1. Field of the Invention
This invention relates to priority encoders and, more particularly, to priority encoders, called rotating priority encoders, in which the request signals are arranged in a priority circle whose basepoint can be rotated at will.
2. Prior Art
A computer system often has limited facilities available at any one time to serve all of its users. Consequently, it is necessary to give priority to certain users according to some predetermined priority protocol using a priority encoder.
A conventional priority encoder is an electronic digital logic circuit which has a number of input request terminals which are connected to input request lines from particular users and which accept request signals from those users. When the signal on an input request line associated with a particular user is in its active state, it indicates that the particular user associated with that request line is requesting service. A conventional priority encoder circuit also has a number of output terminals which provide an output code word, called an index number, which is a binary-coded word identifying which of the active input request lines has highest priority. If a request signal is not present on the input request line with the highest priority, the input request line with next highest priority is selected as having the highest priority, and so forth.
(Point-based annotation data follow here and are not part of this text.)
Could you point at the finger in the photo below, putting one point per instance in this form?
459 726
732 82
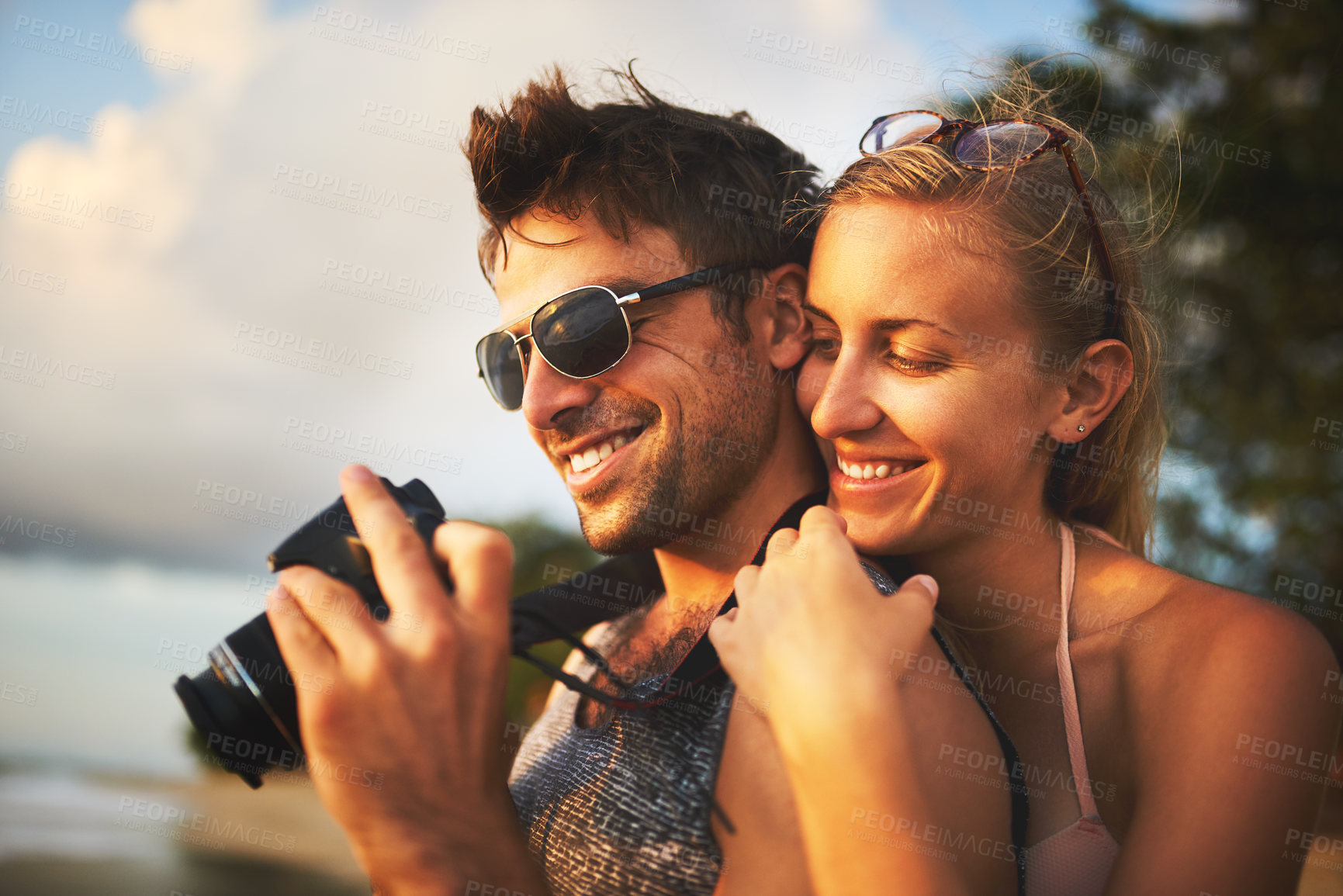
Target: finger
301 645
332 607
479 559
402 565
919 591
746 583
723 635
821 521
782 543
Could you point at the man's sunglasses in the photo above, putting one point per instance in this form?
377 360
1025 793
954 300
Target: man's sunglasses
582 334
997 145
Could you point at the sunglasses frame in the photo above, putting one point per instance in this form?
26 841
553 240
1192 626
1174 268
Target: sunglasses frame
1057 140
659 290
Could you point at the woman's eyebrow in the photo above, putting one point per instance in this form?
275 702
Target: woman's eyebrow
885 324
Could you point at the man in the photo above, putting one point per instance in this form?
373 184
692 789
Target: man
679 437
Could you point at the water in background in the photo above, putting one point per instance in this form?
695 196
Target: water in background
99 791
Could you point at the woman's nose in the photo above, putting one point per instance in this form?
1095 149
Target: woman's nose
845 403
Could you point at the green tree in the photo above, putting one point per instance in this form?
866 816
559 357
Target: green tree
1241 112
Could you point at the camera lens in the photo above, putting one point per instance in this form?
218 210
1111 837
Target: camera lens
244 704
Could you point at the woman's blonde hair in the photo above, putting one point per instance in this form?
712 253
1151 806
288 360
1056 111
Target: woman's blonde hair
1030 222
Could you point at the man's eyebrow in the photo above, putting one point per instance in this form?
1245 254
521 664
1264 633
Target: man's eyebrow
885 324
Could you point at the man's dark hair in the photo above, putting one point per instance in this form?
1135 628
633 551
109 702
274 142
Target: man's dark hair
724 189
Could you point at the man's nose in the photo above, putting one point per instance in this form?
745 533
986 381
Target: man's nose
547 393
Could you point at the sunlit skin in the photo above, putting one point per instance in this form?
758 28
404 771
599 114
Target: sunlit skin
1168 715
673 382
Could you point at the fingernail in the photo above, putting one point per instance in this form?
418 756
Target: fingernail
360 473
926 580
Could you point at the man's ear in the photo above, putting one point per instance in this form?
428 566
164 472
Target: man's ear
1093 390
779 320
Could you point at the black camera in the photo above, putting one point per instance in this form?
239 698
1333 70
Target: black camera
244 703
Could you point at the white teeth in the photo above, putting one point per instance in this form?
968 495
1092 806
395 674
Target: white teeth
594 455
869 470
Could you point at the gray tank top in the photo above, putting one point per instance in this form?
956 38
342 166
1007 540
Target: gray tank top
624 808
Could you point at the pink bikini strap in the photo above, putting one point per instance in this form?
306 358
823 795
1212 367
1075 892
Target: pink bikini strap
1068 690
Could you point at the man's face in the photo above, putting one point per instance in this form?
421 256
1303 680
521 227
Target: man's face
645 441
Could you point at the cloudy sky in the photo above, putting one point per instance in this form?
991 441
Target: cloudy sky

It is desirable in a computing system that no active request for service be ignored forever and that, on the average, no input request line be favored more than any other input request line. This is accomplished, for example, by using what is called a rotating priority encoder. This concept is visualized by imagining the input request terminals for a priority encoding system to be arranged in a circle and by establishing one of the terminals as a base point. A priority encoder is then used to find the first active input request line which is located in a given direction (for example, counterclockwise) around the circle from the given base point. The base point is periodically moved, or rotated, from one input request line to another around the circle to insure that no individual input request is ever ignored and that on the average each input request is equally favored.
FIG. 1 shows a conventional approach to a system 10 for implementing a rotating priority encoder. A conventional barrel shifter 12 receives input request signals I on N input request lines 14. A k-bit index-shift code word, called the index-shift code X, is received on k signal lines 15. X controls the number of bit positions through which the bits on the N input request lines 14 are rotated before being presented at the output terminals 0 of the barrel shifter 12. Note that the index-shift code has to be able to represent the values from 0 through N-1. Hence N can be no greater than 2 raised to the k power. N output lines 16 connected to the output terminals of the barrel shifter are then connected to the N input terminals of a priority encoder circuit 18. The function of this circuit 18 is to determine which of the rotated request lines 16 are active and which active line has the highest priority. The active rotated input request line with the highest priority is defined as the active line with the lowest index code word. Information identifying the highest priority active rotated line is presented as a k-bit binary code word V on k signal lines 20. An adder 22 is used to adjust V to compensate for the rotation of the input request signals caused by the barrel shifter 12. This is accomplished by adding the amount of shift provided by the index-shift code X to the code of the highest priority rotated request line.
A primary disadvantage of the conventional barrel-shifter approach is that it requires use of a barrel shifter. A barrel shifter is a complex circuit which takes a number of circuit devices to implement. In addition, for a large number of request lines, there is no convenient way to form a composite barrel shifter, which accepts a large number of input lines, by combining several barrel shifters having smaller numbers of input lines.
A number of cross-connections are required between the several component barrel shifters. Fast composite barrel shifter systems require one multiplexer circuit for each output line. This results in a circuit which is fast but very complex. Alternatively, a slower composite barrel shifter system can be produced using shift-registers, instead of barrel shifters and multiplexers. The shift-register implementation results in a circuit which is somewhat less complex but much slower in speed.
Another approach to implementing a rotating priority encoder for N input request lines is to use N priority encoders, one for each of the N possible base points and a multiplexer. Each one of the N priority encoders has the priority request signals connected to its input terminals in a different order, corresponding to the N available base points. In a rotating priority encoder, a base point is defined as the input request line which has been assigned the highest priority. Consequently, for this approach, each of the N priority encoders has a different request signal connected to its highest priority input terminal. For a given base point, the lower priority input request signals to a priority encoder are connected to input terminals having correspondingly lower priority. The lowest priority input request signals are wrapped and connected to the lowest priority input terminals of a particular priority encoder. The multiplexer for this system has N groups of input terminals, with each group connected to one of the index code word outputs from one of the N priority encoders. The index code word for the highest priority request is selected by the multiplexer from whichever priority encoder is associated with the desired priority base point. The base point is indicated as an index code word by the multiplexer. The base point index code word is periodically adjusted to shift the base point of the request lines. This approach implements a rotating priority encoder which is fast and easily expandable, but it requires a large number of circuits to implement. It also requires a number of cross-connections between each input request line and each of the N priority encoders.